Nos últimos anos, o número de instituições financeiras, fintechs e correspondentes bancários cresceu de forma significativa no Brasil. Com isso, também aumentou a oferta de crédito — muitas vezes facilitado, rápido e com pouca transparência.
Esse cenário trouxe um reflexo direto: o crescimento dos casos envolvendo juros abusivos, cobranças indevidas e práticas irregulares em contratos de empréstimo.
Diante disso, a revisão contratual voltou a ser um tema de destaque e cada vez mais procurado por consumidores que buscam entender se estão pagando valores acima do permitido.
O que são juros abusivos?
Juros abusivos não são apenas “juros altos”.
Eles ocorrem quando há desequilíbrio contratual, falta de transparência ou cobrança desproporcional em relação às práticas de mercado.
Alguns exemplos comuns incluem:
- Taxas muito acima da média praticada por instituições financeiras
- Falta de informação clara sobre o custo efetivo total (CET)
- Capitalização indevida de juros
- Inclusão de encargos não explicados ao consumidor
Cada caso deve ser analisado individualmente, pois nem todo contrato com juros elevados é, necessariamente, ilegal — mas muitos são revisáveis.
Outras irregularidades comuns em contratos
Além dos juros, existem outras práticas frequentemente identificadas:
Venda casada de seguros
É bastante comum que contratos de empréstimo incluam:
- Seguro prestamista
- Seguro de vida
- Serviços adicionais não solicitados
Muitas vezes, esses itens são incluídos sem consentimento claro do consumidor, elevando significativamente o valor final da dívida.
Tarifas indevidas
Cobranças como:
- Taxa de cadastro repetida
- Serviços não contratados
- Encargos administrativos excessivos
também podem ser questionadas.
Falta de transparência contratual
Contratos extensos, com linguagem técnica e pouca clareza, dificultam a compreensão do consumidor — o que pode caracterizar violação ao dever de informação.

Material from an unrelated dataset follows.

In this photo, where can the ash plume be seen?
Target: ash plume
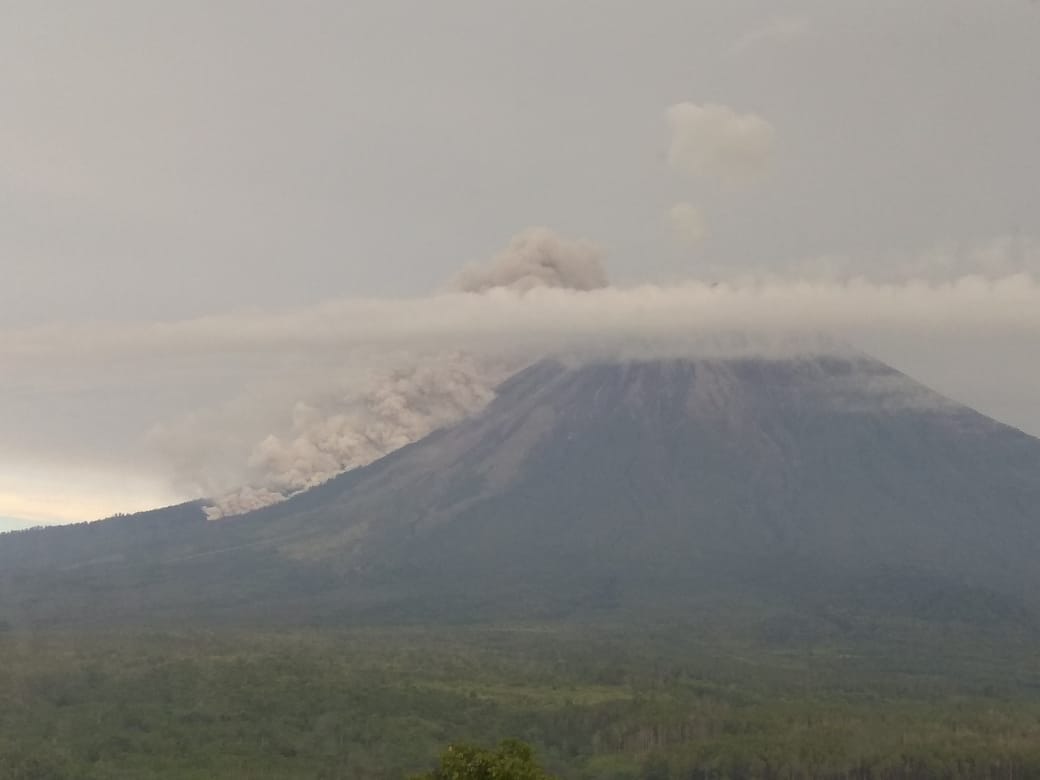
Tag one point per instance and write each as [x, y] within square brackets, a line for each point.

É possível revisar qualquer contrato?
De forma geral, sim — todo contrato pode ser analisado e, se houver irregularidades, revisado.
A revisão pode ocorrer em diferentes situações:
- Empréstimos pessoais
- Crédito consignado
- Financiamentos
- Cartão de crédito
- Cheque especial
O objetivo não é “cancelar a dívida”, mas adequar o contrato à legalidade, corrigindo excessos e garantindo equilíbrio.
A revisão pode ser feita fora do Judiciário?
Sim. Existem duas possibilidades principais:
Via administrativa
Em alguns casos, é possível:
- Solicitar revisão diretamente à instituição financeira
- Apresentar questionamentos fundamentados
- Buscar renegociação com base em irregularidades identificadas
Via judicial
Quando não há acordo, a análise pode ser levada ao Judiciário, onde será verificado:
- Se há abusividade
- Se houve prática irregular
- Se o consumidor sofreu prejuízo
Por que contar com orientação jurídica?
A análise de contratos bancários envolve aspectos técnicos, como:
- Cálculos financeiros
- Interpretação de cláusulas contratuais
- Aplicação de normas do direito do consumidor e bancário
A atuação de um profissional habilitado permite:
- Identificação precisa de irregularidades
- Avaliação da viabilidade do caso
- Escolha da melhor estratégia (administrativa ou judicial)
- Acompanhamento adequado do procedimento
Atenção aos golpes
Com o aumento da procura por revisão de contratos, também cresceram os golpes envolvendo esse tema.
Fique atento a situações como:
- Promessas de redução garantida da dívida
- Cobrança antecipada sem análise do caso
- Empresas que não apresentam identificação clara
- Abordagens agressivas por redes sociais ou telefone
A revisão contratual é um procedimento sério, que depende de análise individual — não existem soluções automáticas ou garantias universais.
Conclusão
O aumento da oferta de crédito trouxe facilidades, mas também riscos. Por isso, é importante que o consumidor saiba que:
- Contratos podem ser analisados
- Irregularidades podem ser questionadas
- Existem caminhos legais para correção de abusos
Buscar informação qualificada é o primeiro passo para tomar decisões mais seguras e conscientes.